07 Ağustos 2012
Suriye’deki iç savaşın en çok merak edilen konularından biri de esirlerin durumu. Özgür Suriye Ordusu’nun elindeki rejim yanlısı asker, polis ve sivil milislerin (Şebbiha) bulunduğu yere
Türkiye
’den ilk kez Radikal girdi. Bir okulda tutulan esirler, ilahiyat ve hukuk fakültesi öğretim üyelerinden oluşan 5 kişilik heyet tarafından yargılanmayı bekliyor.
Suriye’de tüm okullar adeta cezaevi gibi tasarlanmış. Duvarları 4 metrelik yüksek duvarlarla çevrili. Tüm camlar ve kapılar demir parmaklıklarla kapalı. Halep’in Mera bölgesindeki bir okul, muhalifler tarafından 15 gün önce cezaevi olarak kullanılmaya başlandı. Muhaliflerin Halep komutanı ‘Meralı Hacı’nın (takma ismi) özel izniyle cezaevine girdik. Cezaevinde 160 Şebbiha, 14 yüksek rütbeli asker, 60 rütbesiz asker, 25 polis toplam 250 kişi bulunuyor.

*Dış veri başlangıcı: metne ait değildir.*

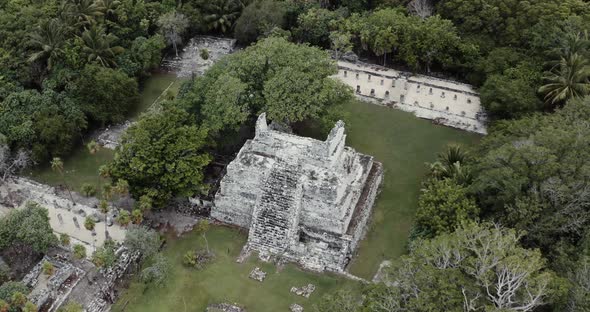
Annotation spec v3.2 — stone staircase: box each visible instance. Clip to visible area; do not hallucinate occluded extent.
[248,162,302,254]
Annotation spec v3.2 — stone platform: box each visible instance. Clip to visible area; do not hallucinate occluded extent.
[211,114,383,272]
[334,61,487,134]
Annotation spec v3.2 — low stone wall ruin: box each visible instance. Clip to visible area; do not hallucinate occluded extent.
[334,61,487,134]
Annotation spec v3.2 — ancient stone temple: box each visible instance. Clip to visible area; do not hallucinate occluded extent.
[211,114,383,271]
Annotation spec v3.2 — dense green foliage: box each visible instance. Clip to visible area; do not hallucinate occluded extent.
[364,224,563,311]
[0,202,58,253]
[109,107,211,207]
[471,98,590,264]
[180,38,352,132]
[71,65,138,125]
[416,179,479,237]
[234,0,287,43]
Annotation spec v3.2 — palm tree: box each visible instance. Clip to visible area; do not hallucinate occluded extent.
[427,145,473,184]
[539,53,590,106]
[551,31,590,61]
[29,19,66,70]
[81,25,123,67]
[98,199,110,237]
[51,157,76,206]
[438,144,468,167]
[86,140,100,190]
[62,0,104,29]
[204,0,244,33]
[99,0,121,19]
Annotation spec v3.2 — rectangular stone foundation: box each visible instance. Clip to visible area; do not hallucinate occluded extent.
[211,114,383,272]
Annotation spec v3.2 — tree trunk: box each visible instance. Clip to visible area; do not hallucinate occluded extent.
[203,233,211,254]
[61,173,76,206]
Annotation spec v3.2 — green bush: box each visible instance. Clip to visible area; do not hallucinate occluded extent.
[59,233,70,246]
[199,48,209,60]
[74,244,86,259]
[84,217,96,231]
[81,183,96,197]
[43,261,55,276]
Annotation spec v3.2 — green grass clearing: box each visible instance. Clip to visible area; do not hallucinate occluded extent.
[112,226,361,312]
[27,73,181,191]
[345,101,480,279]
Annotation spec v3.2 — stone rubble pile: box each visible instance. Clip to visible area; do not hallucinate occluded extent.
[289,303,303,312]
[22,256,86,311]
[211,114,383,272]
[86,247,140,312]
[248,267,266,282]
[291,284,315,298]
[205,303,246,312]
[162,36,236,78]
[334,61,487,134]
[96,36,236,149]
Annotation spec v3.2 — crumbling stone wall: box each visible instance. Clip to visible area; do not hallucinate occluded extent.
[334,61,487,134]
[211,114,383,271]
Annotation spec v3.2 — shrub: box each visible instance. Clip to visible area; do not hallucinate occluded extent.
[57,301,84,312]
[43,261,55,276]
[74,244,86,259]
[59,233,70,246]
[131,209,143,224]
[117,210,131,226]
[84,217,96,231]
[199,48,209,60]
[182,251,197,267]
[81,183,96,197]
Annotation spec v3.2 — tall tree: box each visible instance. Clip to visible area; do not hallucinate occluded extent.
[158,11,188,57]
[202,0,244,33]
[416,179,479,237]
[29,19,66,70]
[61,0,104,29]
[109,107,211,207]
[365,224,562,312]
[81,25,124,67]
[51,157,76,206]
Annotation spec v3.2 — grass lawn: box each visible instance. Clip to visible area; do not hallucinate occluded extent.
[346,102,480,279]
[112,226,360,312]
[113,102,479,312]
[27,73,181,192]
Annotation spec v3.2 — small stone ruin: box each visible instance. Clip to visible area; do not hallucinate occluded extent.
[22,256,86,311]
[249,267,266,282]
[211,114,383,272]
[291,284,315,298]
[162,36,236,77]
[205,303,246,312]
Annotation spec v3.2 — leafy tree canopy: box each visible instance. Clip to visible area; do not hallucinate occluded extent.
[0,202,58,253]
[109,106,211,206]
[181,38,352,131]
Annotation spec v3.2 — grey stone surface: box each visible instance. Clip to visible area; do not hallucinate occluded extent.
[248,267,266,282]
[291,284,315,298]
[333,61,487,134]
[211,114,383,272]
[205,303,246,312]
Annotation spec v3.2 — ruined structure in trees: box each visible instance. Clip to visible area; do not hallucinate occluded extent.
[211,114,383,271]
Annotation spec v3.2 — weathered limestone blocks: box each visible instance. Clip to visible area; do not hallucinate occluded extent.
[334,61,487,134]
[248,267,266,282]
[22,256,86,311]
[211,114,383,271]
[205,303,246,312]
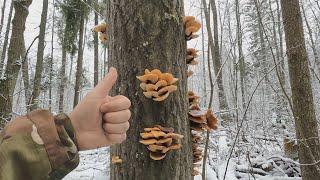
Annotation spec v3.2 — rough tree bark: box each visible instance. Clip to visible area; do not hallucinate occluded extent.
[0,2,13,73]
[30,0,48,110]
[107,0,192,180]
[281,0,320,180]
[0,0,32,128]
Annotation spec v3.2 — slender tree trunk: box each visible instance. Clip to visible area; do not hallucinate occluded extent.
[49,0,56,111]
[0,2,13,74]
[235,0,246,112]
[201,2,207,106]
[0,0,6,37]
[0,0,32,127]
[73,6,85,107]
[301,3,320,74]
[108,0,192,180]
[93,0,99,86]
[30,0,48,110]
[281,0,320,180]
[202,0,230,122]
[58,44,67,112]
[21,41,30,112]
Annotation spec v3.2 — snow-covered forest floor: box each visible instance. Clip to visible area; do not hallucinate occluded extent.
[64,127,301,180]
[0,0,320,180]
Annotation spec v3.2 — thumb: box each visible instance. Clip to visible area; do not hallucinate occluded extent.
[93,67,118,95]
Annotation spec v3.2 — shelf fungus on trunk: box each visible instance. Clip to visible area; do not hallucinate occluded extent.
[183,16,201,41]
[188,91,218,176]
[111,156,122,164]
[137,69,178,101]
[186,48,199,65]
[140,125,183,161]
[92,22,107,44]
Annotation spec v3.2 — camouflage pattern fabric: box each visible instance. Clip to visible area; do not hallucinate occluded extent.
[0,109,79,180]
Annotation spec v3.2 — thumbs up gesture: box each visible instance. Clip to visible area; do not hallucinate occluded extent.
[70,68,131,150]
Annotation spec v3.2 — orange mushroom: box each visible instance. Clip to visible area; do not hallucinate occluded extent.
[111,156,122,164]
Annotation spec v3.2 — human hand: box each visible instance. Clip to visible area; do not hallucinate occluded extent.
[70,68,131,150]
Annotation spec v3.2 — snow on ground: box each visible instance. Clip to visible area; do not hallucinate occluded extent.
[64,148,110,180]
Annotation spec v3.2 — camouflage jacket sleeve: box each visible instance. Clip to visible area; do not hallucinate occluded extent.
[0,110,79,180]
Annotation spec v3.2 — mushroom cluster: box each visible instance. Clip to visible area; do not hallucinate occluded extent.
[187,48,198,65]
[111,156,122,164]
[137,69,178,101]
[188,91,218,132]
[140,125,183,161]
[188,91,218,176]
[92,22,107,44]
[183,16,201,40]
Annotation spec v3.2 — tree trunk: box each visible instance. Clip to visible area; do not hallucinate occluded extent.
[0,0,32,128]
[93,0,99,86]
[73,6,85,107]
[202,0,230,122]
[281,0,320,180]
[58,43,67,112]
[0,0,6,37]
[108,0,192,180]
[235,0,246,114]
[30,0,48,110]
[21,41,30,112]
[301,3,320,74]
[209,0,230,115]
[49,0,56,111]
[0,2,13,74]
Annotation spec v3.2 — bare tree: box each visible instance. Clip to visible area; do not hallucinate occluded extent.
[107,0,192,180]
[202,0,230,122]
[281,0,320,180]
[0,2,13,73]
[30,0,48,110]
[73,3,85,107]
[0,0,32,126]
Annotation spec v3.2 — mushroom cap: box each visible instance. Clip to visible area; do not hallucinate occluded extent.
[137,73,159,84]
[187,48,198,58]
[150,152,166,161]
[111,156,122,164]
[139,139,157,145]
[146,84,158,91]
[92,22,107,33]
[158,85,178,96]
[160,73,179,85]
[150,131,167,139]
[169,144,182,150]
[150,69,162,77]
[156,138,172,144]
[154,125,174,133]
[191,169,200,176]
[143,127,161,132]
[167,133,184,140]
[99,33,108,43]
[183,16,196,24]
[187,70,193,77]
[206,109,218,130]
[155,80,168,89]
[189,104,201,111]
[188,59,199,66]
[143,91,159,98]
[153,92,170,101]
[188,110,207,118]
[189,116,206,124]
[148,144,167,152]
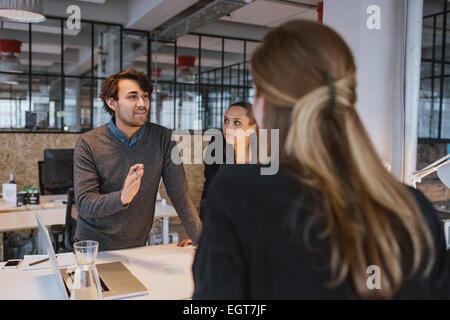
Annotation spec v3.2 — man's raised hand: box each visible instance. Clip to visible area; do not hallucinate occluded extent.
[120,163,144,205]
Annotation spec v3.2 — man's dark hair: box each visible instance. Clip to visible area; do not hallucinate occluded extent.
[99,69,153,116]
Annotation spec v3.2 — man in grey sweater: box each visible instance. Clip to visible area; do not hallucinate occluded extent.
[74,69,201,250]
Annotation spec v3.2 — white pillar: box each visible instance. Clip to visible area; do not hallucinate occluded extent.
[323,0,423,184]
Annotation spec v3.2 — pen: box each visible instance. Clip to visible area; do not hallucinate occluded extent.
[30,258,49,267]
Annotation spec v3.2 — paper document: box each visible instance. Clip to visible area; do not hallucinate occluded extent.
[22,252,76,271]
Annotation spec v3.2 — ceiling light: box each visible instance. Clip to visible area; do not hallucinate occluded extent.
[0,0,46,23]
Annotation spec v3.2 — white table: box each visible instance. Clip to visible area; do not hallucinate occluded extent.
[0,244,195,300]
[0,195,177,261]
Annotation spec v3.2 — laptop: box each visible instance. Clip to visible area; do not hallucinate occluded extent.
[34,212,148,300]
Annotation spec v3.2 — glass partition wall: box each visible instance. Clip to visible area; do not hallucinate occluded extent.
[0,17,258,133]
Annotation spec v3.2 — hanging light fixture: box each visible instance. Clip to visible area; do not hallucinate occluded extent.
[0,0,46,23]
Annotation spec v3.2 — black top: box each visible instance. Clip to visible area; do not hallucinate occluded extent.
[193,165,450,299]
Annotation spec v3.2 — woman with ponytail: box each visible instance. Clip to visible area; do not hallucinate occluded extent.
[193,20,450,299]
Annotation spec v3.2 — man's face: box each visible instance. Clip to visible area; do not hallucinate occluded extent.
[108,79,150,127]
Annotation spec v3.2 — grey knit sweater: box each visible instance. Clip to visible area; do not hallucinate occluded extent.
[74,123,201,250]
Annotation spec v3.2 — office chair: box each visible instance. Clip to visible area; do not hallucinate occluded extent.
[64,188,78,251]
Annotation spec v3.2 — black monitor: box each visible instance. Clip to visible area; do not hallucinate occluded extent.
[43,149,74,193]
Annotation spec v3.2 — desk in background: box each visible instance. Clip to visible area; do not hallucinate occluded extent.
[0,195,177,261]
[0,244,195,300]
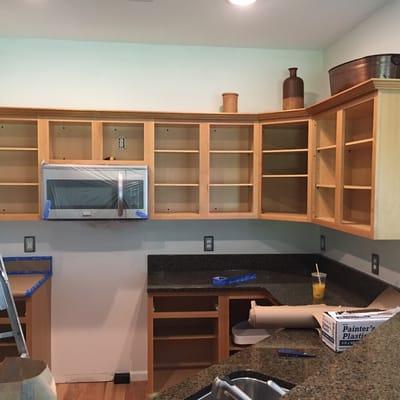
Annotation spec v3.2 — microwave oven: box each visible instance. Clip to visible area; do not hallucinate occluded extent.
[42,164,148,220]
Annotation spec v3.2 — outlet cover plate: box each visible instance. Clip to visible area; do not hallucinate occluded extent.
[24,236,36,253]
[319,235,326,251]
[371,254,379,275]
[203,236,214,251]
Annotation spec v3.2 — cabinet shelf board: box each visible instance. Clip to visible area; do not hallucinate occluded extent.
[261,212,309,222]
[154,334,218,341]
[154,149,199,153]
[315,183,336,189]
[154,183,199,187]
[0,147,38,151]
[154,360,213,370]
[151,211,200,220]
[343,185,372,190]
[262,149,308,154]
[262,174,308,178]
[0,342,17,348]
[210,150,254,154]
[342,220,371,231]
[209,183,253,187]
[314,217,335,225]
[209,210,257,220]
[344,138,374,147]
[153,311,218,319]
[0,213,40,221]
[0,182,39,186]
[317,144,336,151]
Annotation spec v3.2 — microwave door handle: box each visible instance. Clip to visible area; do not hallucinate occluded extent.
[117,172,124,217]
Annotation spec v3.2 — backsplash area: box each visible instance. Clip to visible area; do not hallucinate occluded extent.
[320,228,400,287]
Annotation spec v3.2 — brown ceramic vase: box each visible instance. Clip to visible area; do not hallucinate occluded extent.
[283,68,304,110]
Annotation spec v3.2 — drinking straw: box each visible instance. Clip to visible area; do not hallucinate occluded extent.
[315,263,321,285]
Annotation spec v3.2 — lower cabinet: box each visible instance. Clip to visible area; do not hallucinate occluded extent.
[148,291,274,393]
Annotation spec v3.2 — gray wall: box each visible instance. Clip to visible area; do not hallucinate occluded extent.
[0,221,319,382]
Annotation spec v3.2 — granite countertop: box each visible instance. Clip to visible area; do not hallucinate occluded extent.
[156,315,400,400]
[148,255,400,400]
[147,269,369,307]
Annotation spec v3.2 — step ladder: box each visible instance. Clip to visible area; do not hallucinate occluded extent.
[0,254,29,358]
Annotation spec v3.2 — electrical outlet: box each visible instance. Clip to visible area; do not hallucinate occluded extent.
[203,236,214,251]
[371,254,379,275]
[114,372,131,385]
[319,235,326,251]
[24,236,36,253]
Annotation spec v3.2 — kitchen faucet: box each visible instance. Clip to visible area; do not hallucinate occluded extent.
[211,376,252,400]
[211,376,289,400]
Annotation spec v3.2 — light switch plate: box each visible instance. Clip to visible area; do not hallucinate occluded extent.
[371,254,379,275]
[319,235,326,251]
[24,236,36,253]
[203,236,214,251]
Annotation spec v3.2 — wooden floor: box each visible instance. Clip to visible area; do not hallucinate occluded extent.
[57,382,147,400]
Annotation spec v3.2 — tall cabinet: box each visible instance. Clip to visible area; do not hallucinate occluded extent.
[0,119,39,220]
[311,80,400,239]
[261,119,312,221]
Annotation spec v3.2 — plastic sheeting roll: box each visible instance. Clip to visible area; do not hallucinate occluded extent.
[249,301,355,328]
[249,287,400,328]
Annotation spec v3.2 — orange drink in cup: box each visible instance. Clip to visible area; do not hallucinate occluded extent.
[311,272,326,300]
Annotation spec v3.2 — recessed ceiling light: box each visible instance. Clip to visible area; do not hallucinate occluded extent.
[228,0,256,7]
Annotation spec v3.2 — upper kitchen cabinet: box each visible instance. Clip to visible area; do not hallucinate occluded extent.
[313,112,337,226]
[208,124,259,218]
[0,119,39,220]
[151,123,200,219]
[311,80,400,239]
[261,120,311,221]
[42,120,147,164]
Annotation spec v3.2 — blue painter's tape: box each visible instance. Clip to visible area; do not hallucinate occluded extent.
[25,274,51,297]
[43,200,51,219]
[3,256,53,264]
[212,274,257,286]
[3,256,53,276]
[135,210,149,219]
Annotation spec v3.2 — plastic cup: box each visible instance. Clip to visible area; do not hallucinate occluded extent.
[311,272,326,300]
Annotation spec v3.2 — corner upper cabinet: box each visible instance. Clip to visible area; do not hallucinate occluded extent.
[312,80,400,239]
[261,119,311,222]
[152,123,200,219]
[208,124,259,218]
[43,120,148,164]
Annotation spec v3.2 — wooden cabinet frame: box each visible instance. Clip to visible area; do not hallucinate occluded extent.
[147,289,277,393]
[0,79,400,239]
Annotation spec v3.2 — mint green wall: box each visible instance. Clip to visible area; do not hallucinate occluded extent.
[0,39,327,112]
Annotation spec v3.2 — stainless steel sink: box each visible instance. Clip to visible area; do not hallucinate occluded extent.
[185,371,293,400]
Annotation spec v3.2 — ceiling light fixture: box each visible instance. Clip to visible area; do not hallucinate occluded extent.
[228,0,256,7]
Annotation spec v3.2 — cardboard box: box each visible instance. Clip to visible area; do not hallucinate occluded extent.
[322,309,399,352]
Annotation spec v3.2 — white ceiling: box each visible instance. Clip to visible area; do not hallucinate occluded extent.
[0,0,388,49]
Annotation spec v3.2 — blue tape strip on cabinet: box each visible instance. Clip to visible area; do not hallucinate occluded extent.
[43,200,51,219]
[136,211,149,219]
[212,274,257,286]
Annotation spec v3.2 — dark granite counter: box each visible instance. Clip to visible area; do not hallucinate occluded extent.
[156,315,400,400]
[147,254,387,307]
[148,254,400,400]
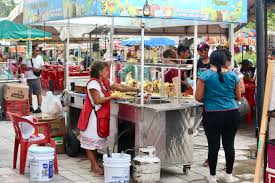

Okulun girişindeki zeminde Suriye lideri Beşşar Esad’ın iki resmi var. Muhaliflerin olduğu her yerde bu bir gelenek haline gelmiş. Esad resmine basmadan bir binaya girmek neredeye mümkün değil. Cezaevine çevrilen okulun yerini bulmak zor. Dışarıdan bakıldığında bir hapishane olduğu anlaşılmıyor. Okula gidene kadar birkaç kontrol noktası var. Halep Komutanı Hacı’dan özel izin aldığımızı söylüyoruz. Ancak buna inanan yok. Görevlilerle Hacı’nın birkaç kez konuşmasının ardından tüm
güvenlik
noktalarını geçiyoruz ve hapishane müdürü Ebu Hatim’in yanına varıyoruz.
‘Burada el kesmiyoruz’
Hatim’in verdiği bilgilere göre, hapishanede sadece Esad’a tabi olanlar bulunuyor. Hırsızlık, tecavüz gibi adi suçu bulunanlar burada tutulmuyor. Hatim, “Burada el kesmiyoruz” diyerek hapishane şartlarını şöyle anlatıyor: “5 kişilik mahkeme heyeti 2 günde bir geliyor. Yargılama yapılıyor. Buraya suçu kesin olduğu ispatlananlar getiriliyor. İspat için mutlaka şahit olması gerekiyor. Halep’te alınan şahit ifadeleri buraya gönderiliyor. Ona göre yargılama yapılıyor. 15 gün önce burayı kurduk. Şu ana kadar sadece 3 polis serbest bırakıldı.
Ceza
verilen olmadı. Her mahkeme zamanında 4-5 kişi yargılanabiliyor. Suçu ispat edilemeyenler Halep merkezdeki nezarethanelerde bekletiliyor. Sonra da bırakılıyor. Biz ne yiyorsak onlara da aynı yemeği veriyoruz. Sahurda ve iftarda yemek veriliyor. Soğuk su veriyoruz.”
Savaş sırasında eğer bir kişiden
haber
alınamıyorsa ya da kaçırılmışsa, o kişinin akıbetinin ne olduğunu öğrenmek çok zor. Halep’te yanında bulunduğumuz muhaliflerin karargâhına önceki gün Mahmut adında bir kişi geldi. Ağabeyinin 10 gün önce Halep’in merkezinde Mesene Hanano bölgesinde kaçırıldığını söyledi. Telefon açtığında karşısındaki kişinin ‘Kellesini göndeririz’ dediğini söylüyordu. Kimler tarafından kaçırıldığı meçhul.